Transparence
Ce qui détermine le prix
Le granulux coûte plus cher que la plupart des revêtements. Nous ne le cachons pas — et nous préférons vous expliquer pourquoi plutôt que de vous annoncer un chiffre que la visite viendrait démentir.
Pourquoi nous ne donnons pas de prix au téléphone
Parce qu’un prix annoncé sans avoir vu le chantier est un prix qu’il faudra corriger. Deux escaliers de dimensions identiques peuvent demander l’un une journée de préparation, l’autre trois. Vous annoncer le premier montant pour ensuite vous présenter le second ne rendrait service à personne.
La visite est gratuite et sans engagement. Souvent, quelques photos envoyées à l’avance suffisent à cerner l’essentiel — et parfois même à vous répondre sans déplacement.
Les sept facteurs
- L’état du béton existant
- C’est le facteur le plus lourd, et le plus difficile à estimer sans voir la surface. Une dalle saine demande un meulage et un dépoussiérage. Une dalle fissurée, creusée ou couverte de vieille peinture demande un meulage complet, la réparation de chaque fissure et le reprofilage des arêtes — un travail qui prend parfois plus de temps que la pose.
- Les bordures
- Elles délimitent la surface et donnent les lignes droites qui se remarquent au premier coup d’œil. Leur installation demande du temps et de la précision, mais c’est en grande partie ce qui distingue une belle installation d’une pose bâclée.
- Les surfaces verticales
- Une contremarche d’escalier ou un rebord se pose à la verticale, contre la gravité, avec un liant spécifique. C’est nettement plus long qu’une surface à plat. Plus un projet compte de verticales, plus il coûte cher.
- La planéité de la surface
- Une surface doit être bien dressée. Un léger dénivelé passe inaperçu à midi, mais devient visible en fin de journée, quand le soleil rasant révèle le moindre creux. Obtenir une surface qui reste belle à toutes les heures demande du soin — et du temps.
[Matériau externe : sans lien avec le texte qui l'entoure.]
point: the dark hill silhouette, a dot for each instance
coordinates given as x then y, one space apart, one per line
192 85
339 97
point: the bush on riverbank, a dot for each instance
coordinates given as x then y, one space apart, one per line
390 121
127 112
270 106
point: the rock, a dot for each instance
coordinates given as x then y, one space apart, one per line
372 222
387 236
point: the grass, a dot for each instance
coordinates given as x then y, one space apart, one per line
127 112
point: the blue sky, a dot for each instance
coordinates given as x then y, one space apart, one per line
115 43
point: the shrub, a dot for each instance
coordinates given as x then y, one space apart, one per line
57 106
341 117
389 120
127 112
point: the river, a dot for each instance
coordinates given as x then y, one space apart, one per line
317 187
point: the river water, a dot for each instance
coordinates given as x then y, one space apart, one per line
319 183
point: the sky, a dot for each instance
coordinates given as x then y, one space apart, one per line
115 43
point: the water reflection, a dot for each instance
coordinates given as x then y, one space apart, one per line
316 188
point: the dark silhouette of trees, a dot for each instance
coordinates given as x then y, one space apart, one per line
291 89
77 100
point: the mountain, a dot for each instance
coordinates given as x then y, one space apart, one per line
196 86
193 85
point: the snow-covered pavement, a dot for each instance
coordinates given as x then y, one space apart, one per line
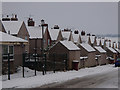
35 81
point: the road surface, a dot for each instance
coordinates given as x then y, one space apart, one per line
103 80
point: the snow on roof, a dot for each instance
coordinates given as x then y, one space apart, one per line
118 50
66 35
12 26
98 41
87 47
113 39
100 49
4 37
111 49
35 32
84 39
107 44
92 38
69 45
76 37
54 33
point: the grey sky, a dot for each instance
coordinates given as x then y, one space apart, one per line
97 18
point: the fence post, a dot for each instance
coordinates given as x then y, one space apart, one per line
8 66
66 61
45 64
54 62
35 65
23 63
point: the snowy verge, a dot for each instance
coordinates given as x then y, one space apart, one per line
35 81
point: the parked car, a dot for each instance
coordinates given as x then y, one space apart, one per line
117 62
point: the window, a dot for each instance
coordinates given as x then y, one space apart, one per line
7 49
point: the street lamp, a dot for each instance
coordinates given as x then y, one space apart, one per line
42 44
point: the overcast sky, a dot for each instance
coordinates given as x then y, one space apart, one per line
96 18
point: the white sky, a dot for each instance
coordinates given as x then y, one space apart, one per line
93 17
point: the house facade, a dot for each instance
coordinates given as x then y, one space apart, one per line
69 48
89 52
15 47
101 55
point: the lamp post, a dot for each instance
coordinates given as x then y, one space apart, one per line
42 44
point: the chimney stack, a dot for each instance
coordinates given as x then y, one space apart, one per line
31 22
76 32
83 33
56 27
6 18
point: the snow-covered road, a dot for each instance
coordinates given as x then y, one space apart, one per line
36 81
101 80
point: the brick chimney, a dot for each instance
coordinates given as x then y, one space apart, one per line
83 33
6 18
31 22
76 32
88 34
56 27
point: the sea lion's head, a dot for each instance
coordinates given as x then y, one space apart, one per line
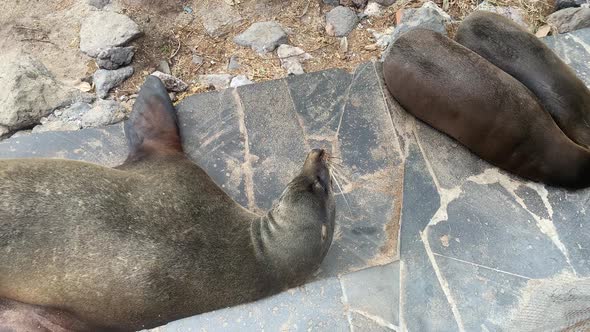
297 232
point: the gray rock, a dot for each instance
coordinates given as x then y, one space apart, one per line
172 83
234 63
561 4
340 21
105 80
75 111
29 91
291 58
218 81
103 112
385 3
198 60
239 81
218 17
99 3
164 67
103 30
373 9
115 57
57 125
262 37
569 19
429 16
514 13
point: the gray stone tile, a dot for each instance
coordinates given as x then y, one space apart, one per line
210 128
573 48
374 293
571 216
316 306
486 226
484 297
275 138
424 306
105 146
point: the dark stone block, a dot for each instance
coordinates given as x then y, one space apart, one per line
105 146
374 292
571 216
424 306
484 297
488 227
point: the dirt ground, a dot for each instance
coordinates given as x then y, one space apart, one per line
49 30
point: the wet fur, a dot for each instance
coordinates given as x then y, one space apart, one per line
522 55
155 239
463 95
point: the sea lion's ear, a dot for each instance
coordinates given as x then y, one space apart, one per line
152 127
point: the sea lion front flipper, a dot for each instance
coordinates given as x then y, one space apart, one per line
152 127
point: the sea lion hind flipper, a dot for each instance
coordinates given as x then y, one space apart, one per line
152 127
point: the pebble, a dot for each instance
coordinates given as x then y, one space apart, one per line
340 21
218 81
239 81
514 13
115 57
98 3
164 67
103 112
102 30
561 4
291 58
373 9
171 83
105 80
262 37
198 60
569 19
234 63
57 125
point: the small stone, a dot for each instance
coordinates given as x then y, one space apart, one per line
385 3
562 4
115 57
103 112
262 37
105 80
171 83
234 63
218 81
164 67
543 31
103 30
291 58
29 91
340 21
569 19
218 17
57 125
98 3
374 9
239 81
198 60
514 13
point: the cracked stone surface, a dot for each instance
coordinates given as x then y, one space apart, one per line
479 249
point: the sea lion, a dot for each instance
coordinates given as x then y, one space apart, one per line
152 240
522 55
463 95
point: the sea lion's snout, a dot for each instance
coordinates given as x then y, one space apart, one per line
316 168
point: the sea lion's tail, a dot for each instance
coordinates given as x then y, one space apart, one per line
153 125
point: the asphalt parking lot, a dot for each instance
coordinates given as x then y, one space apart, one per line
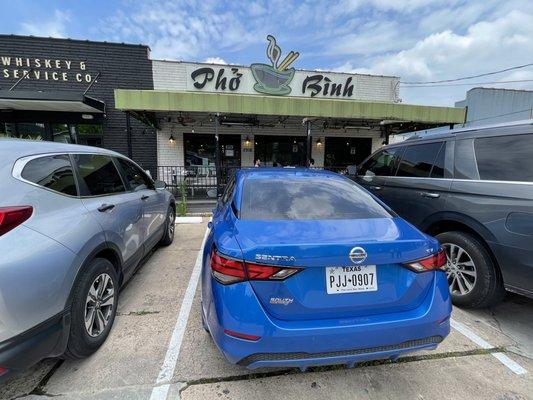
159 350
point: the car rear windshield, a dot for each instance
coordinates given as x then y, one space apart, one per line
307 198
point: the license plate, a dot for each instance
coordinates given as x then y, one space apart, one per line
352 279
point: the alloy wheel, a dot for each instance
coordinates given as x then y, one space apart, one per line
99 305
460 270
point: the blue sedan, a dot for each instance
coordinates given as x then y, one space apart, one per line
304 268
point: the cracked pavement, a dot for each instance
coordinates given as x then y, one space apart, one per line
128 364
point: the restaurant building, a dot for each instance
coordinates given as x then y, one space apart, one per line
180 119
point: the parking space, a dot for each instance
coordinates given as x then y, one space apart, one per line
159 350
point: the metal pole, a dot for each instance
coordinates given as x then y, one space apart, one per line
217 153
128 135
309 144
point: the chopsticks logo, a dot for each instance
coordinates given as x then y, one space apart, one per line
274 79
- La superficie et l’accès
- Une grande surface d’un seul tenant coûte moins cher au pied carré qu’une petite surface découpée. Un chantier accessible en camion se prépare plus vite qu’une cour arrière où tout doit être transporté à la brouette.
- L’épaisseur du revêtement
- Le fabricant prescrit une épaisseur de finition par usage : 8 mm pour une surface piétonne, 12 mm pour une surface qui reçoit un véhicule. Ce sont celles que nous posons. Une rampe de garage demande donc la moitié plus de granulat qu’une terrasse de mêmes dimensions — et une soumission nettement moins chère peut simplement en prévoir moins. C’est une question à poser quand vous en comparez deux.
- Le choix du granulat
- Les prix varient d’une gamme à l’autre. Le marbre et certains quartz colorés spéciaux coûtent plus cher que les teintes courantes. L’écart reste modeste par rapport au coût total de la pose.
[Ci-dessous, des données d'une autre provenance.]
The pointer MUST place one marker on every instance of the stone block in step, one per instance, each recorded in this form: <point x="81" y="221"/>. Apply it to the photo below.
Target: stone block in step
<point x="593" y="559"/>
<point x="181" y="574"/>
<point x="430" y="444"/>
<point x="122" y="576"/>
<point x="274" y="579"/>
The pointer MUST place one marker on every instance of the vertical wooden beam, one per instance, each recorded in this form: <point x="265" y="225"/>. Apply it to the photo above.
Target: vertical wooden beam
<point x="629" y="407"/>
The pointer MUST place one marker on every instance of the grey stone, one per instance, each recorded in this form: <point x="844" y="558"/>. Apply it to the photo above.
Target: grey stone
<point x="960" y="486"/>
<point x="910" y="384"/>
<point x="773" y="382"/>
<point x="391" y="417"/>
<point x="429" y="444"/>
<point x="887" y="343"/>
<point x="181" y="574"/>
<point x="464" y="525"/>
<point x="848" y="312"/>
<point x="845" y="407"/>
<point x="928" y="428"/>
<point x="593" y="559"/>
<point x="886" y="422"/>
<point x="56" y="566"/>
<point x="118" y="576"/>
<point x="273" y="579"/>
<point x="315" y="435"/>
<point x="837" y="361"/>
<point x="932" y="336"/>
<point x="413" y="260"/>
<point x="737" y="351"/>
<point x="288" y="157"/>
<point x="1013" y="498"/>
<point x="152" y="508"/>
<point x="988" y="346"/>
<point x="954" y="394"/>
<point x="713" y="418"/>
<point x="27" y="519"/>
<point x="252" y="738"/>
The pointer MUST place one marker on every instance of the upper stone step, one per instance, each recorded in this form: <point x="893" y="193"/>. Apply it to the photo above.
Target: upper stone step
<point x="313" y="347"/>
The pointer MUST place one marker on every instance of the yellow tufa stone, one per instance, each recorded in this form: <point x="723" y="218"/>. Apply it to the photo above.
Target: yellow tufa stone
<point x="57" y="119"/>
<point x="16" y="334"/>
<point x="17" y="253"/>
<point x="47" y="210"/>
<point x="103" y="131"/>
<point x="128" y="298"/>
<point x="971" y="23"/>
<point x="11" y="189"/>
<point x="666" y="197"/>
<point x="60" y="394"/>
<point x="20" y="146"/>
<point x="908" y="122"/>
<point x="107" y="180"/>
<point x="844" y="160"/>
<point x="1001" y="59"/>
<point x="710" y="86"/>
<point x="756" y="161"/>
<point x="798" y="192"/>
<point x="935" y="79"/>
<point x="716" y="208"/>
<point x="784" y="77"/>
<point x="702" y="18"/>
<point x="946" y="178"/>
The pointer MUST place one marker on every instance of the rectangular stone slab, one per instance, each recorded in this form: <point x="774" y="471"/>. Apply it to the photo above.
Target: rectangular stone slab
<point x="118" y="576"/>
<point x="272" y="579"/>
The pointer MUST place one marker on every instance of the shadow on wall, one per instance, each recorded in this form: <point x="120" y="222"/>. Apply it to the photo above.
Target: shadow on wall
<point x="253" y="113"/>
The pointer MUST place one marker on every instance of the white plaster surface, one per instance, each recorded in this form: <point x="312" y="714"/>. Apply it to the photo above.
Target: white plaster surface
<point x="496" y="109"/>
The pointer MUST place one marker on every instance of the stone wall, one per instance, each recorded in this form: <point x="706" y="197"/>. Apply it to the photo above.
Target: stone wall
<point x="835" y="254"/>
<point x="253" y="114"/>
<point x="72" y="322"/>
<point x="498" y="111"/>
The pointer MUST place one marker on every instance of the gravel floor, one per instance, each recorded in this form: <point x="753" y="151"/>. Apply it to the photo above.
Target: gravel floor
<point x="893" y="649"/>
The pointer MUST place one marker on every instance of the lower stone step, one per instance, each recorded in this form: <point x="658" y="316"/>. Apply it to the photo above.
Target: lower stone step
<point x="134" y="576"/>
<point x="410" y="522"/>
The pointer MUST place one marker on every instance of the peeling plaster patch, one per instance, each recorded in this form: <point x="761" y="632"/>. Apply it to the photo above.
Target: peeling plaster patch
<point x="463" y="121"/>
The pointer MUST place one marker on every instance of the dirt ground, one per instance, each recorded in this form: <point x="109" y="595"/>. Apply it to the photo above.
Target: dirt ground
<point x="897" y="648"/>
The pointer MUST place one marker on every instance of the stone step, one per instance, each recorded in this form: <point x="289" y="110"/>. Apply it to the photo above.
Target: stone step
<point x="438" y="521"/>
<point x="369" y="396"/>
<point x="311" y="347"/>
Le vrai calcul : le coût par année
Comparer des revêtements au pied carré, le jour de la pose, fausse le jugement. Ce qui compte, c’est ce que la surface aura coûté au bout de vingt ans.
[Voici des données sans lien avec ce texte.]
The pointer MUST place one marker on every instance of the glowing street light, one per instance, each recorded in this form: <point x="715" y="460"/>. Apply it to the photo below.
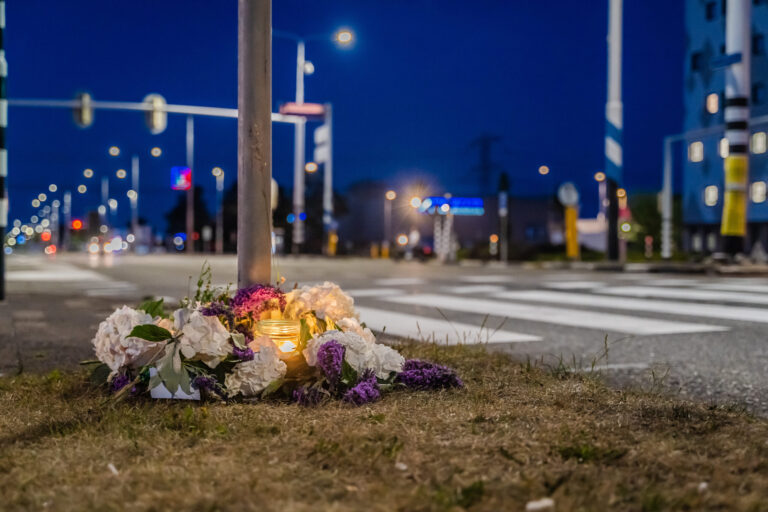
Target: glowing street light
<point x="344" y="37"/>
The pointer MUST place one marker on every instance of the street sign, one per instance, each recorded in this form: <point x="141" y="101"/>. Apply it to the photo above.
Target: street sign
<point x="181" y="178"/>
<point x="567" y="194"/>
<point x="454" y="205"/>
<point x="303" y="109"/>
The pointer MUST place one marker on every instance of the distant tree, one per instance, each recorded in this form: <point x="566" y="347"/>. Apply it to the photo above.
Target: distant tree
<point x="177" y="216"/>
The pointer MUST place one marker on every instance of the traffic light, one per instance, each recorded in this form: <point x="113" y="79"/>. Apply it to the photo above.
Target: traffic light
<point x="83" y="113"/>
<point x="156" y="117"/>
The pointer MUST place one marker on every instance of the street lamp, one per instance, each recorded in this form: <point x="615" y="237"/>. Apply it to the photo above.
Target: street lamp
<point x="303" y="67"/>
<point x="389" y="197"/>
<point x="218" y="173"/>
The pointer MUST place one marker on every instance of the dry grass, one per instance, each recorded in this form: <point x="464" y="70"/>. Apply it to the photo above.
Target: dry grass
<point x="515" y="434"/>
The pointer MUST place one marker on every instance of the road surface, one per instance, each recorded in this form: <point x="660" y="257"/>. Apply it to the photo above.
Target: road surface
<point x="703" y="336"/>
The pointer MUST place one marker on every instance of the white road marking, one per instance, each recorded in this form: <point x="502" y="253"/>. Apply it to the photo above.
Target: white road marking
<point x="487" y="279"/>
<point x="686" y="294"/>
<point x="438" y="330"/>
<point x="738" y="313"/>
<point x="374" y="292"/>
<point x="574" y="285"/>
<point x="477" y="288"/>
<point x="400" y="281"/>
<point x="572" y="317"/>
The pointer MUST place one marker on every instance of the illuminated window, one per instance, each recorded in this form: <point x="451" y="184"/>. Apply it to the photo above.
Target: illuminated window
<point x="758" y="192"/>
<point x="759" y="143"/>
<point x="713" y="103"/>
<point x="710" y="195"/>
<point x="696" y="151"/>
<point x="723" y="147"/>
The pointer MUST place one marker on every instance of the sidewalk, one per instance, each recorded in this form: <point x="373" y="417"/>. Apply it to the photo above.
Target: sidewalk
<point x="39" y="333"/>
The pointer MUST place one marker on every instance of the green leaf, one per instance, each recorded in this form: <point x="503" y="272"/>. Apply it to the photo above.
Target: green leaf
<point x="152" y="307"/>
<point x="348" y="374"/>
<point x="150" y="332"/>
<point x="272" y="387"/>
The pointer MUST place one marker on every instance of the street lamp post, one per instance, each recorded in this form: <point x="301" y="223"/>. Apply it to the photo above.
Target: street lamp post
<point x="218" y="173"/>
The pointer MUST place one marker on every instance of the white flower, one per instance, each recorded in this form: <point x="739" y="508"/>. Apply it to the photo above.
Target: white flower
<point x="352" y="324"/>
<point x="252" y="377"/>
<point x="203" y="337"/>
<point x="360" y="354"/>
<point x="326" y="300"/>
<point x="112" y="345"/>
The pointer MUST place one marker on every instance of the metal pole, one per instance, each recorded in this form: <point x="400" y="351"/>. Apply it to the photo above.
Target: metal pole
<point x="220" y="213"/>
<point x="299" y="156"/>
<point x="191" y="191"/>
<point x="328" y="181"/>
<point x="135" y="200"/>
<point x="3" y="150"/>
<point x="666" y="202"/>
<point x="613" y="125"/>
<point x="738" y="38"/>
<point x="254" y="148"/>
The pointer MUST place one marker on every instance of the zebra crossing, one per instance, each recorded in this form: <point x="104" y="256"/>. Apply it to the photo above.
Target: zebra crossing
<point x="516" y="310"/>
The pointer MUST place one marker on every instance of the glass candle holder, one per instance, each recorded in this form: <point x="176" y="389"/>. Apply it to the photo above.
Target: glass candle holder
<point x="284" y="333"/>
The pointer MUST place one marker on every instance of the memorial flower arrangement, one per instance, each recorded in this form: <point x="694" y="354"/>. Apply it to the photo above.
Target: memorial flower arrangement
<point x="307" y="345"/>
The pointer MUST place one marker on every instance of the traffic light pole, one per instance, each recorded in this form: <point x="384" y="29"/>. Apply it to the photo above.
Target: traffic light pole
<point x="254" y="142"/>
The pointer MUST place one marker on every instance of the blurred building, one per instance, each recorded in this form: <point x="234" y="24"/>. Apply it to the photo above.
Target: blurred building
<point x="704" y="93"/>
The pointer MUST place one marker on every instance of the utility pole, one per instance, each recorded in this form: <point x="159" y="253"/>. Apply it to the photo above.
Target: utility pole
<point x="191" y="190"/>
<point x="738" y="37"/>
<point x="3" y="150"/>
<point x="299" y="156"/>
<point x="613" y="127"/>
<point x="254" y="142"/>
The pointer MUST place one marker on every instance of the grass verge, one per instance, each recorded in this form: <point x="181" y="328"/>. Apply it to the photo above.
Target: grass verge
<point x="515" y="434"/>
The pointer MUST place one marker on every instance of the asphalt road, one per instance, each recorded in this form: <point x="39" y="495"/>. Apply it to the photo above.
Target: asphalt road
<point x="701" y="336"/>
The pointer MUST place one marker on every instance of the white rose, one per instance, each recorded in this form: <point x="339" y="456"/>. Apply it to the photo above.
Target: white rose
<point x="204" y="338"/>
<point x="112" y="345"/>
<point x="252" y="377"/>
<point x="359" y="354"/>
<point x="352" y="324"/>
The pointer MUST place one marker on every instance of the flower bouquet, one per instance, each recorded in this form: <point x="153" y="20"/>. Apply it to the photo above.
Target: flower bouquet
<point x="307" y="345"/>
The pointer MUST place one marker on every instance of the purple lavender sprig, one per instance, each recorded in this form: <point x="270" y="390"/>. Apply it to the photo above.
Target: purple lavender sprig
<point x="366" y="390"/>
<point x="424" y="375"/>
<point x="307" y="397"/>
<point x="330" y="359"/>
<point x="256" y="299"/>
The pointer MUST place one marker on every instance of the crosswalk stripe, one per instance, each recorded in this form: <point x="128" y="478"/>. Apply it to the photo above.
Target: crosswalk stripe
<point x="477" y="288"/>
<point x="553" y="315"/>
<point x="574" y="285"/>
<point x="373" y="292"/>
<point x="438" y="330"/>
<point x="487" y="279"/>
<point x="686" y="294"/>
<point x="654" y="306"/>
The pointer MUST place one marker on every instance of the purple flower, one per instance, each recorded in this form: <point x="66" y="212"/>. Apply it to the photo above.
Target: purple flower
<point x="365" y="391"/>
<point x="307" y="397"/>
<point x="256" y="299"/>
<point x="218" y="308"/>
<point x="243" y="354"/>
<point x="330" y="358"/>
<point x="119" y="382"/>
<point x="418" y="374"/>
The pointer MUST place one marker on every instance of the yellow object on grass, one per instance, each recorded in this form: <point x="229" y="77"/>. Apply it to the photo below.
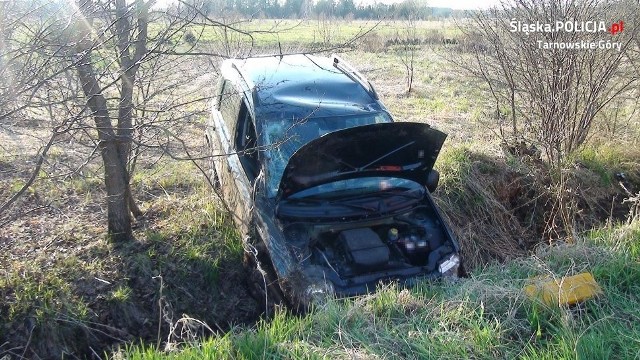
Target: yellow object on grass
<point x="566" y="290"/>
Une terrasse de bois demande un sablage et une teinture tous les deux ou trois ans, puis un remplacement des planches abîmées. Un pavé uni se déniche, se soulève au gel et doit être relevé puis renivelé. Une dalle de béton s’écaille sous le sel et finit par se refaire.
Le granulux ne demande ni scellant, ni teinture, ni rejointoiement. Son liant reste élastique à −40 °C et sa teinte ne bouge pas sous les UV. C’est un coût important au départ, réparti sur une durée nettement plus longue.